NSW Corrective Services assistant Commissioner Kevin Corcoran, left, with Grafton jail Governor Michelle Paynter and Clarence MP Chris Gulaptis outside the old Grafton jail in August to announce it will close next year.
NSW Corrective Services assistant Commissioner Kevin Corcoran, left, with Grafton jail Governor Michelle Paynter and Clarence MP Chris Gulaptis outside the old Grafton jail in August to announce it will close next year.

Tears shed as Grafton jail staff confront job losses

PRISON officers at Grafton jail say many have been in tears as they confront the likelihood of being forced either lose their jobs or leave the area.

On Wednesday NSW Corrective Services deputy Commissioner Kevin Corcoran met with jail staff to inform them the jail would close on August 5 next year.

According to sources in the jail there were no details of employment arrangements beyond August 5.

Jail staff said assumptions staff at the jail would be able to transition to the new privately-run jail under construction at Lavadia south of Grafton, have proved illusory.

A prison officer, speaking to The Daily Examiner anonymously, said at least 30 jail staff he knew of had applied unsuccessfully to the new jail operator, Serco, for employment.

"Serco are being extremely arrogant to say the least," the source said.

"Over 30 people from the existing jail have applied that I know of. The number is probably higher than this.

"I have also applied. Zero response."

The source said applicants were also unable to get basic details from Serco such as what the pay rate would be or what industrial awards it was based on.

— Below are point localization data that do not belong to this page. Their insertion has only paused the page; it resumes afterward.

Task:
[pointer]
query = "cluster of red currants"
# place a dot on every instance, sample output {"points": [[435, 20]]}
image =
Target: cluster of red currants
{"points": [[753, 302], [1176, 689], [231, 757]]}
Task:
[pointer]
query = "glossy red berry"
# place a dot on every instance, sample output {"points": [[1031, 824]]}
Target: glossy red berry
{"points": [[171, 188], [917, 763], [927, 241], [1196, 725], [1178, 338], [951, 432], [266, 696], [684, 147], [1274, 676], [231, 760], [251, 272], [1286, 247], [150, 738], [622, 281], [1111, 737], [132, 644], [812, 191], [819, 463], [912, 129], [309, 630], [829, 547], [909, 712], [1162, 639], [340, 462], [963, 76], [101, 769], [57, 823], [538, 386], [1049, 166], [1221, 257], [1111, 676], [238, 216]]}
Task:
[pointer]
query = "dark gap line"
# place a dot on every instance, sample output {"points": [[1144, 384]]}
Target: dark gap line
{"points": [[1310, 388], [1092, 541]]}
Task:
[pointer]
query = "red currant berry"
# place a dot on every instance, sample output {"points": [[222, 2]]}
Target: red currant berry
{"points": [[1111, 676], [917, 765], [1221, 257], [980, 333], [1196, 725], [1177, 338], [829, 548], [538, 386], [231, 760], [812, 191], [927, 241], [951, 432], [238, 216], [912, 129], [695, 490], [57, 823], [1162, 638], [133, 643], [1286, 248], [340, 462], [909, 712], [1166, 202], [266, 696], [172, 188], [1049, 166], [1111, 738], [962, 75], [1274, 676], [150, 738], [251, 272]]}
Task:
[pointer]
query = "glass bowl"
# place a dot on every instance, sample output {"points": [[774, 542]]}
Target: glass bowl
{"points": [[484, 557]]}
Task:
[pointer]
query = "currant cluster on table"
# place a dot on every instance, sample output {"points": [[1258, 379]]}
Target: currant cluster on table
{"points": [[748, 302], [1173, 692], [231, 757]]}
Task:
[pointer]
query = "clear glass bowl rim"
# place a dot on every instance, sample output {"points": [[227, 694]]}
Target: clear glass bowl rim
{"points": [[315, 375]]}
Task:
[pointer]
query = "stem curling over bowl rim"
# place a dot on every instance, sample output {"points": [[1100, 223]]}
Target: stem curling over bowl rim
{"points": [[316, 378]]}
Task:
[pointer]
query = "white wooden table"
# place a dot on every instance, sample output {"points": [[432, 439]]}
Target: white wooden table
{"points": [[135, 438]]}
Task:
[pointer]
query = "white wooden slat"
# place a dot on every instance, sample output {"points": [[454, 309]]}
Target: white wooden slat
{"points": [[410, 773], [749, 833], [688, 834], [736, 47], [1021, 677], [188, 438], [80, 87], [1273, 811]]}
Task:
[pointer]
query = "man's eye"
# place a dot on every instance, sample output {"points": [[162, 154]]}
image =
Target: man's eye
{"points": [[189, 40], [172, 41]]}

The staff member said they have also sought help from the government, but that has not translated into meaningful action.

"Several of us have already visited Chris Gulaptis office last September and he said he would be talking to Serco on our behalf but we actually haven't seen any evidence of this yet," the source said.

"Most of the staff are terrified. They do not want to leave Grafton and disrupt their families. "Many of them have children at school. All of them have mortgages. Quite a lot of tears are being shed I can tell you."

The source said Serco would need trained, experienced staff to run a jail with 1700 inmates.

"We don't want the 'biggest jail in the country' suffering the same fate as the Serco-run jails in Queensland that were turned back to the government."

Serco and Mr Gulaptis have been asked to comment.